Sublime Honesty: Alex Cuba’s Gentle Hooks and Sunny Hope Capture the Heart on Healer (Caracol Records; release: March 31, 2015)

From a media release:

Sublime Honesty: Alex Cuba’s Gentle Hooks and Sunny Hope Capture the Heart on Healer (Caracol Records; release: March 31, 2015)
New album, and live dates in NYC and LA
Rifts can close, wounds can heal.

Preorder/Buy the CD from his Website


Multiple Latin-Grammy winning singer-songwriter Alex Cuba, with effortless ease and tenderness, has lived this transformation. After years grappling with the shadows of immigration and displacement, he unites north and south, English and Spanish, Cuba and Canada in seamless, sincere songs on Healer (Caracol Records; release: March 31, 2015).

“Honesty has a divine power,” reflects Alex. “Anything that truly comes from the heart as the power to heal.”

This honesty translates into a sparer, clearer sound that foregrounds Alex’s hooky, yet never saccharine songwriting, his light touch and substantive grooves. It also moves Alex deeper into bilingual territory; he tapped five friends and admired musicians from the folk, pop, and world realms to join him in duets: Canadian maverick singer-songwriter Ron Sexsmith (“Half a Chance”), sonic globetrotter Alejandra Ribera (“Beautiful Mistake”), funky Vancouver friend Kuba Oms (“Everytime”), exacting songsmith David Myles (“In 1 2 3 4”), and rising pop composer and singer Anya Marina (“No Esperes Mas”).

“As I’ve been discovering myself as a songwriter and a musician, I’ve found that music is a powerful healer,” Alex smiles. “Like many musicians, I’ve encountered endless times that my music has given me something, and given my listeners something. It’s comforting to the soul.” He’ll share this joy with American audiences in New York April 16-18, 2015, and this summer at the Hollywood Bowl (opening for Sheryl Crow; August 7-8, 2015)

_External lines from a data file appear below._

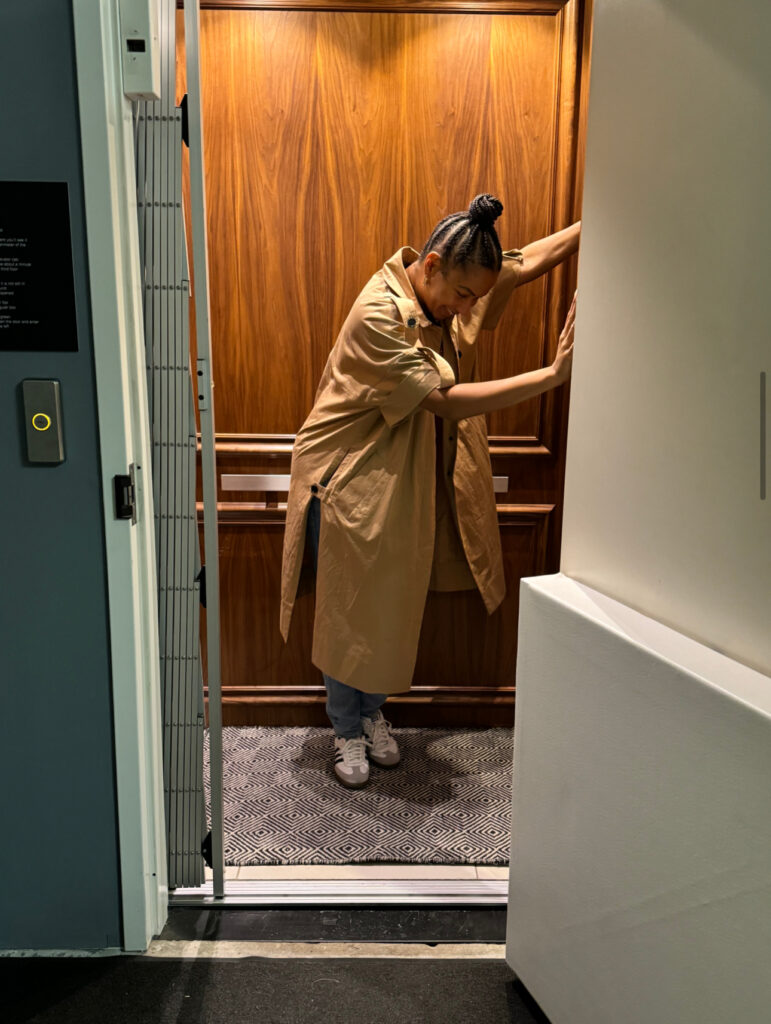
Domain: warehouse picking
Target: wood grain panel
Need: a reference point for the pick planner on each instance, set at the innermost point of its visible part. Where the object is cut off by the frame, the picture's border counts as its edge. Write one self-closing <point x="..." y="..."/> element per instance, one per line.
<point x="333" y="138"/>
<point x="461" y="645"/>
<point x="394" y="6"/>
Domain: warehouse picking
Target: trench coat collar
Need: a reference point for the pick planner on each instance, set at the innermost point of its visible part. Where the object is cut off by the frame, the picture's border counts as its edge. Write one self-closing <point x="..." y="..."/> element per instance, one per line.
<point x="396" y="278"/>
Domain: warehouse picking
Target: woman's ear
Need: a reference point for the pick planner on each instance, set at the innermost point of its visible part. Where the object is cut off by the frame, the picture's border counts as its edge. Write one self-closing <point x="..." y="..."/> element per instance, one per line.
<point x="431" y="264"/>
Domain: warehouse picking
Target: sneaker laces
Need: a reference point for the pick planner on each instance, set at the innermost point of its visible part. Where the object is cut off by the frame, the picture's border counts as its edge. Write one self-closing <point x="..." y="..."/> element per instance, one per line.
<point x="381" y="731"/>
<point x="354" y="752"/>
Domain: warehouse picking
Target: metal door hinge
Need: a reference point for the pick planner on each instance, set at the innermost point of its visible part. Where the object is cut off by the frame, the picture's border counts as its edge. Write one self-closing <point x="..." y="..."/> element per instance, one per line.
<point x="125" y="496"/>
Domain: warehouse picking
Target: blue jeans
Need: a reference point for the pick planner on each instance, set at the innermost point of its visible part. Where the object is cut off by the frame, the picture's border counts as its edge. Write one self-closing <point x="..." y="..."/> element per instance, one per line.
<point x="345" y="705"/>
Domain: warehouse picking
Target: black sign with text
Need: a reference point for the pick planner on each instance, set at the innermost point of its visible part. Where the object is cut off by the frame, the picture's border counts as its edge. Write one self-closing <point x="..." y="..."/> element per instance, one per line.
<point x="37" y="286"/>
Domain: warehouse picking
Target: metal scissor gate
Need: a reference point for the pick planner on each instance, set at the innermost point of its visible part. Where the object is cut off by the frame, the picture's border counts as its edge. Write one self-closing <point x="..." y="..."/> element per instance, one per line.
<point x="158" y="134"/>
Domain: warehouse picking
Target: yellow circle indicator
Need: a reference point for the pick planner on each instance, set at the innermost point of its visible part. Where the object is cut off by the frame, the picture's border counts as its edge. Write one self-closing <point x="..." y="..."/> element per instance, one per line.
<point x="41" y="422"/>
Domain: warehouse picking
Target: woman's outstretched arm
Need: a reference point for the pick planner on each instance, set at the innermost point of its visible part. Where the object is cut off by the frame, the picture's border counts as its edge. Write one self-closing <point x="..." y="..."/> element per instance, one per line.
<point x="541" y="256"/>
<point x="463" y="400"/>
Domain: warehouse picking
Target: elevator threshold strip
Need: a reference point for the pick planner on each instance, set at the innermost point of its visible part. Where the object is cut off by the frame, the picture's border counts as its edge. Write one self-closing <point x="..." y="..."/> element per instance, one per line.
<point x="223" y="949"/>
<point x="477" y="892"/>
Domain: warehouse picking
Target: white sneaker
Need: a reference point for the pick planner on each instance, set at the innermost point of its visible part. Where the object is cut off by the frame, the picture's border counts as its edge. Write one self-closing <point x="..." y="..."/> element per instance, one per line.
<point x="383" y="748"/>
<point x="351" y="766"/>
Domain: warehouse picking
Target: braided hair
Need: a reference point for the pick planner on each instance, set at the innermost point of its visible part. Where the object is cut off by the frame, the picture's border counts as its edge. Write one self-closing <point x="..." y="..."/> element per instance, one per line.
<point x="469" y="237"/>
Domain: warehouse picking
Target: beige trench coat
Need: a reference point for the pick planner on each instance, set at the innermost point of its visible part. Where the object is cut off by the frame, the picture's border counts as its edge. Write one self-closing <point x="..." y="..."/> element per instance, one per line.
<point x="377" y="462"/>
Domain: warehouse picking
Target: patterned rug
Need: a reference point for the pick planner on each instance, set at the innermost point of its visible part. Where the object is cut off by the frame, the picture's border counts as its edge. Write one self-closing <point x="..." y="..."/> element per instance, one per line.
<point x="446" y="803"/>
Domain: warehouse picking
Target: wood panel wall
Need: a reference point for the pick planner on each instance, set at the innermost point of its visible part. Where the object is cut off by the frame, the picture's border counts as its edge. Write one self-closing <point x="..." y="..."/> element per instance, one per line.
<point x="332" y="138"/>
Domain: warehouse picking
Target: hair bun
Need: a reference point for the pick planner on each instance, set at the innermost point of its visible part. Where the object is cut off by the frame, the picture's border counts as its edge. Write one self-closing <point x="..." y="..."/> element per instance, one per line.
<point x="484" y="210"/>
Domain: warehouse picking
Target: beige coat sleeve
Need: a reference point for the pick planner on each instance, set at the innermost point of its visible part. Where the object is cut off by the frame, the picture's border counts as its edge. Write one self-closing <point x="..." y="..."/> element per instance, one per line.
<point x="393" y="370"/>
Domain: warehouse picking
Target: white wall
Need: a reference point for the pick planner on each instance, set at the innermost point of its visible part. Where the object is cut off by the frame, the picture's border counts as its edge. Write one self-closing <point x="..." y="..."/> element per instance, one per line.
<point x="662" y="507"/>
<point x="640" y="890"/>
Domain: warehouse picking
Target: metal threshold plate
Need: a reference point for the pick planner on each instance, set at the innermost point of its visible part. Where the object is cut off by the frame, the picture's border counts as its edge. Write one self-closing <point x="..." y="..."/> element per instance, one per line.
<point x="475" y="892"/>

Alex Cuba went from the small town of Artemisa, an hour outside of Havana, to Smithers, BC, 14 hours north of Vancouver. Though Alex found a life partner, started a family, and launched a wildly successful crossover career, it wasn’t the easiest or most obvious transition. The rift, the differences between these worlds sometimes inspired, but sometimes haunted him.

It was the inevitable double-edged alienation of the immigrant, of someone who can’t stay here or there. “When I first got to Canada, I was stunned. Canadians, people told me, aren’t romantic! Imagine! What am I going to do with all this sweetness?” he laughs, recalling one of the lighter examples from his early days in his new home. Yet the years and the music slowly worked their magic.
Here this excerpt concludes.